Players: 1 Player Game | Release Date: 03/07/12 | Genre: Survival Horror
As a long-time fan of the Survival Horror genre, I began a quest to find a new title to play through and review. The opportunity to cover I Am Alive presented itself to me and I just couldn't pass it up. For a game that has seen numerous sales on Steam in the past several months, I walked away pleasantly surprised. I Am Alive possessed a storyline that grabbed my attention, presented a challenge, and even made me a bit emotional--something that rarely happens in videogames. And it is even presented completely in greyscale!
When I start a game, I prefer to have a challenge. As this is my goal, I began I Am Alive with the hardest difficulty available to me--Survivor. This is not for the faint of heart as the game will lead you to your death around every corner. By employing a bit of strategy, I was able to stay alive and avoid the highly accurate fire of the enemy characters. In fact, playing on Survivor difficulty seems to make all enemies hit you with 100% accuracy. I understand that this is the "Survivor" difficulty but making all enemies hit you everytime seems a bit of a stretch. Fortunately, I found a bug that helped turned the tide in my favor. If one stood where there was one enemy, with a gun, and a second enemy in-between the me and the the other, I wouldn't get shot but the enemy would kill the other for me. Hey, Survivor mode means to be creative at staying alive, right?
The music of I Am Alive, brought to us by composer Jeff Broadbent. I found his work here to be absolutely beautiful. No matter the what is on screen, the musical score perfectly sets the mood. From encounters with unfriendly bandits, to surprised survivors that don't want near you, and running around exploring--the music is perfect.
I Am Alive has had a troubled development. From 2003 to 2008, the game was Developed by Darkworks. Ubisoft took over the project and continued development of the title until it was "finished" in 2012. During the course of the development cycle much has changed. Sadly, this includes the lower graphical fidelity of a past generation. The use of greyscale graphics does help minimize the impact of old technology. But even taking into account when the game first began development, it is hard to look past the visual shortcomings of this title.

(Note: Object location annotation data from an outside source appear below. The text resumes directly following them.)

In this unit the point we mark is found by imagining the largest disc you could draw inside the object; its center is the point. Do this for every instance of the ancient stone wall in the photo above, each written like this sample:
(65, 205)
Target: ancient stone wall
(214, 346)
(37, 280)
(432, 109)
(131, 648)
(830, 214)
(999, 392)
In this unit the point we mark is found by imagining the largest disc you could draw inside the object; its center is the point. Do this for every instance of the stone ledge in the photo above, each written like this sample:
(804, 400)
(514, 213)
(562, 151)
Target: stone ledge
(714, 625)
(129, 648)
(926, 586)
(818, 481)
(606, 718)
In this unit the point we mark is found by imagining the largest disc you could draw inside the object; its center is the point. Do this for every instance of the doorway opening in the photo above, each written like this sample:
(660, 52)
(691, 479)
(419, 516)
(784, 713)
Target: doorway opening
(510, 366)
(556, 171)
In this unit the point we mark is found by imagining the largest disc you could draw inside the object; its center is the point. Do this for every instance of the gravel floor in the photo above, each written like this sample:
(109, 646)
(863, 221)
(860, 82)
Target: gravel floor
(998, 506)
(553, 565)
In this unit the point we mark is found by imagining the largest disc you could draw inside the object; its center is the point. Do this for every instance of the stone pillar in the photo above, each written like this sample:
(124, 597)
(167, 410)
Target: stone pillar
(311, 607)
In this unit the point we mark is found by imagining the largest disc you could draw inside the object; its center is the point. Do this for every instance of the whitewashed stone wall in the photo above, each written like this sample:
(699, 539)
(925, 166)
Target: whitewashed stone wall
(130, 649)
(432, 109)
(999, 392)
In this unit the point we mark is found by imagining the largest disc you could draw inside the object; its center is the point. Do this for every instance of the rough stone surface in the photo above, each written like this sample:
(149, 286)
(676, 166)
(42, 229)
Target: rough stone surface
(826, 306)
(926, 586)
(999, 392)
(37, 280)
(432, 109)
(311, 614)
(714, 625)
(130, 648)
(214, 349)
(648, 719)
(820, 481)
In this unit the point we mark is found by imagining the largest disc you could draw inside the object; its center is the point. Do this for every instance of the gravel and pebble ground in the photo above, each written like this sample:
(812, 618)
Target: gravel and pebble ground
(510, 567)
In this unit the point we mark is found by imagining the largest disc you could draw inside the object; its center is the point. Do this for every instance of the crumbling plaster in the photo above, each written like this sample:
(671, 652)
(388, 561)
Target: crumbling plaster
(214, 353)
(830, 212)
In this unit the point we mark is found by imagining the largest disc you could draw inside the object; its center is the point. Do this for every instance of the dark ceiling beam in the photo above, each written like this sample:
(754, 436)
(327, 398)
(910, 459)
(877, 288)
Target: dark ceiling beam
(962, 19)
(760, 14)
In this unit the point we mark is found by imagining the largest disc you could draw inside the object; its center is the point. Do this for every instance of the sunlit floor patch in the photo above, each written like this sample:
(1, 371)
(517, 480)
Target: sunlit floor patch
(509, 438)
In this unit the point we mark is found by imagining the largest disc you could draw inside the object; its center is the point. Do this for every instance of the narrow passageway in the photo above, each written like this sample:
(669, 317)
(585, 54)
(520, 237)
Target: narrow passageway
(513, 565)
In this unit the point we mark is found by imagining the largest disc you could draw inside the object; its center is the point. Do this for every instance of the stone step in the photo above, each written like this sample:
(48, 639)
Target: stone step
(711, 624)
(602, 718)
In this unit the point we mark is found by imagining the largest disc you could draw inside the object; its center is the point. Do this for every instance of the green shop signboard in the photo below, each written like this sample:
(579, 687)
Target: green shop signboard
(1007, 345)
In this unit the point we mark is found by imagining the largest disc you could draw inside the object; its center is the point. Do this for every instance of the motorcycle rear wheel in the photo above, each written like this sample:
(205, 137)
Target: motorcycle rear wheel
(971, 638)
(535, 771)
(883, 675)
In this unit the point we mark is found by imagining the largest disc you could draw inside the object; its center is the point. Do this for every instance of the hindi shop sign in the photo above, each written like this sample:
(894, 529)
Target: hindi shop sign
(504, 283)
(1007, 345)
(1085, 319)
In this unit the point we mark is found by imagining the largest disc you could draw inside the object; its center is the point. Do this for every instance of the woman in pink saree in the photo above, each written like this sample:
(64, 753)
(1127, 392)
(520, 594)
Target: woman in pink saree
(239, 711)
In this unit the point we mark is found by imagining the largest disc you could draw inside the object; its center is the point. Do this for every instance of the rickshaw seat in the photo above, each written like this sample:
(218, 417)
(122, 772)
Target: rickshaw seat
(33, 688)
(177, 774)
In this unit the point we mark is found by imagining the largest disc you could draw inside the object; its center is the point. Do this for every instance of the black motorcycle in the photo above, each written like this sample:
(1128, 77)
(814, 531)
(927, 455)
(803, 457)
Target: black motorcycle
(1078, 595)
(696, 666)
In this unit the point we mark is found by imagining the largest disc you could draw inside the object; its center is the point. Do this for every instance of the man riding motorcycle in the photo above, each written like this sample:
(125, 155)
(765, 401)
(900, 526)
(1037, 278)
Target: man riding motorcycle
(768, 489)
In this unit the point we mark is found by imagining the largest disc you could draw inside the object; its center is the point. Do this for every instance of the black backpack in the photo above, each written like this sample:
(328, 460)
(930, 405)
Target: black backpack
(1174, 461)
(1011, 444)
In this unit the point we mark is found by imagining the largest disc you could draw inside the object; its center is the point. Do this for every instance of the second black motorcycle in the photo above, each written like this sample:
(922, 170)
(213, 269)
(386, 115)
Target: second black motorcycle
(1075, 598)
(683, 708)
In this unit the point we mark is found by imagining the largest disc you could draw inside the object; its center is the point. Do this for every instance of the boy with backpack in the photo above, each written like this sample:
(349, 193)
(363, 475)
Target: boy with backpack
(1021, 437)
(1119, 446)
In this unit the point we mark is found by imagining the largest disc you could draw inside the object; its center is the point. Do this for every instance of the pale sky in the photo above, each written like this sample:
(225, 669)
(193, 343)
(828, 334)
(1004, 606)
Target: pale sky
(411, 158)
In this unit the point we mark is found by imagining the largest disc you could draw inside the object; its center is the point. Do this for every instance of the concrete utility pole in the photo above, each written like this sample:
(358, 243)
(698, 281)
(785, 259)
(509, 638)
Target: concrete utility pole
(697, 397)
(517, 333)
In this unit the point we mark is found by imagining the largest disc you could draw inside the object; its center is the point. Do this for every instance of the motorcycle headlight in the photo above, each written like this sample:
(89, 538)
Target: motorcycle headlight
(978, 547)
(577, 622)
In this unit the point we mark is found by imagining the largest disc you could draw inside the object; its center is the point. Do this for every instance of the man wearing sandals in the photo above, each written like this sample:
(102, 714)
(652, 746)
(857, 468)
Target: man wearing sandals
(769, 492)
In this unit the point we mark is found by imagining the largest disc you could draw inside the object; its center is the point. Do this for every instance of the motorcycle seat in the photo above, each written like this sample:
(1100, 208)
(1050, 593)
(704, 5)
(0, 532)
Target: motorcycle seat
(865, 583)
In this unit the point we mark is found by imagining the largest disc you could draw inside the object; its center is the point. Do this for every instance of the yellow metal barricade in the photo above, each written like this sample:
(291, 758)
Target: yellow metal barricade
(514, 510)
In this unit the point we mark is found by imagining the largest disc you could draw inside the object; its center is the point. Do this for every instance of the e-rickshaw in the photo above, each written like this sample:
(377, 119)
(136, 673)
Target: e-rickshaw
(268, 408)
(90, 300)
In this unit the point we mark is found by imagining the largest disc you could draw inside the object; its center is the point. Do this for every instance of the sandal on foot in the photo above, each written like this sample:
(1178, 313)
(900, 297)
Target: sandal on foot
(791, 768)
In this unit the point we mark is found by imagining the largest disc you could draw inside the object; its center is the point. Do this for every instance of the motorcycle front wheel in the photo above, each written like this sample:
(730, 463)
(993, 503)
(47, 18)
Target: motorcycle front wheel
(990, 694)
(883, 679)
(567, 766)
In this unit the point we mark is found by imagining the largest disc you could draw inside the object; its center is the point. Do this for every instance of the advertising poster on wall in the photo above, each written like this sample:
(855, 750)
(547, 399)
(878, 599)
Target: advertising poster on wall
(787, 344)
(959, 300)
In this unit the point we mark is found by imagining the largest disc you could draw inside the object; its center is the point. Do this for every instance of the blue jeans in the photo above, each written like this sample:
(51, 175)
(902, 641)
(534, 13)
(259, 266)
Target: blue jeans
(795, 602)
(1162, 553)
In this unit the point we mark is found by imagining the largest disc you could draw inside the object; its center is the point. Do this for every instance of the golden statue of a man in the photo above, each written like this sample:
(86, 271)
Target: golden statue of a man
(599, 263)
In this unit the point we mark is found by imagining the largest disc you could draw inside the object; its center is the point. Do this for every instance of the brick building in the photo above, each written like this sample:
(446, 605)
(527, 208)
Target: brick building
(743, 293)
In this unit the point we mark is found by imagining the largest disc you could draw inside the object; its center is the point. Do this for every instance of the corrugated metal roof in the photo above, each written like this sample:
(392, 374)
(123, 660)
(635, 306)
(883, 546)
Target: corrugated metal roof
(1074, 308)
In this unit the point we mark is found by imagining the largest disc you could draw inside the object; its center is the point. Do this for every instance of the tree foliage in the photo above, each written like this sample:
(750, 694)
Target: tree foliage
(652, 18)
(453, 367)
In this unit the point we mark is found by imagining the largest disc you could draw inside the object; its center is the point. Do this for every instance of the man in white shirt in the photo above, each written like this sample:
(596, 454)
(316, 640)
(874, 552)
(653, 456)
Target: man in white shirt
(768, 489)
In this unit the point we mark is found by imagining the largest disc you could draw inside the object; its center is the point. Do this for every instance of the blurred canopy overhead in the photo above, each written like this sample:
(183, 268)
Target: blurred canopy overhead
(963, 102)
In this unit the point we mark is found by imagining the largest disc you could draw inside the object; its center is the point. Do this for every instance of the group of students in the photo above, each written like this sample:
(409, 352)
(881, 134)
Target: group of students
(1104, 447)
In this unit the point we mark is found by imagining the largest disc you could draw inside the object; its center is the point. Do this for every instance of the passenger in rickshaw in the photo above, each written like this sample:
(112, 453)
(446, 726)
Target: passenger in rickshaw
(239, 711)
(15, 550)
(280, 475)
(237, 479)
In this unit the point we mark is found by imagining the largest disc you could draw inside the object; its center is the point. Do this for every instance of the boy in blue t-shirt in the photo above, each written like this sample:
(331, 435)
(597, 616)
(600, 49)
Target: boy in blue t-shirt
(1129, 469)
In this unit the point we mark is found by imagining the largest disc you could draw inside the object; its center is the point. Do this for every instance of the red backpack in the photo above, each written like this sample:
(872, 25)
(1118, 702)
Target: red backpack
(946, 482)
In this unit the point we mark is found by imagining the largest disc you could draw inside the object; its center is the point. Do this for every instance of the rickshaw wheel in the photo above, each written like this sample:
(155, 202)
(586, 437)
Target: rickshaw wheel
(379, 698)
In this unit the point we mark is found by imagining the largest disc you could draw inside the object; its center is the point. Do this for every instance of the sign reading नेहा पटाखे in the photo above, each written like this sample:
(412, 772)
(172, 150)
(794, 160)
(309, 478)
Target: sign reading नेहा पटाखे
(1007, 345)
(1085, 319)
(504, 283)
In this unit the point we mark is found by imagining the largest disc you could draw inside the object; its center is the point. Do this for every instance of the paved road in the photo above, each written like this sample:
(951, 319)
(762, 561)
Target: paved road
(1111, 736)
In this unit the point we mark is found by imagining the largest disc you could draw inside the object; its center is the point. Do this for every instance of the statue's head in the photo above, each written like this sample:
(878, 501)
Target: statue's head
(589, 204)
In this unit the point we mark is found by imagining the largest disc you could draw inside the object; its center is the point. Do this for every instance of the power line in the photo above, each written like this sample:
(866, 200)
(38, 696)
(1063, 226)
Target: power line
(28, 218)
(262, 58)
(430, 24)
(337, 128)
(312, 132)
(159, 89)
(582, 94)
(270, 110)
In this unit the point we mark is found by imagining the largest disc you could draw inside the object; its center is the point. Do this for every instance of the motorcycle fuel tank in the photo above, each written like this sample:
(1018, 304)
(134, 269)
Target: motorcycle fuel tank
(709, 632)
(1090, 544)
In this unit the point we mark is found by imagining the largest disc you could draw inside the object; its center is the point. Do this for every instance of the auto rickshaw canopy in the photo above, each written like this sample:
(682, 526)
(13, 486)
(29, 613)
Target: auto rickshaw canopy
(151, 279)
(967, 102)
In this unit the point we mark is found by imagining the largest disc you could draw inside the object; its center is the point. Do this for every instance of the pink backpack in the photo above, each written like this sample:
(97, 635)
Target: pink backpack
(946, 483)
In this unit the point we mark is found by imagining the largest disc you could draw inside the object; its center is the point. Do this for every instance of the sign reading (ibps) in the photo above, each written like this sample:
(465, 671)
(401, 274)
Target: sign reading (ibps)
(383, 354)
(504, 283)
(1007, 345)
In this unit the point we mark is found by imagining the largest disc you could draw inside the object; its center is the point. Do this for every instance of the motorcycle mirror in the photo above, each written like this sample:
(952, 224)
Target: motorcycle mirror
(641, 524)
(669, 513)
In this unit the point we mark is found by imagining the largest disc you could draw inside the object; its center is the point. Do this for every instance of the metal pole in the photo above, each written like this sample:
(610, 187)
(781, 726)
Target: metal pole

With an aging engine powering the graphics, I Am Alive tries to innovate with a feature known as "retries." Throughout the game, the player accumulates retries by finding them scattered in the world or by helping other survivors. Retries, when used, will take you back to your last checkpoint and let you try it again if you perish. If you run out of retries, you will have to, instead, return to the last save location. The system, on paper, appears to work well until you see it put into practice. Checkpoints and saves are normally very close together and the entire system feels like it was never fully baked and just rushed out. For a game in development as long as I Am Alive, should anything feel unfinished?
Despite a few shortcomings, I Am Alive is a fun game and I recommend it to fans of the Survival Horror Genre.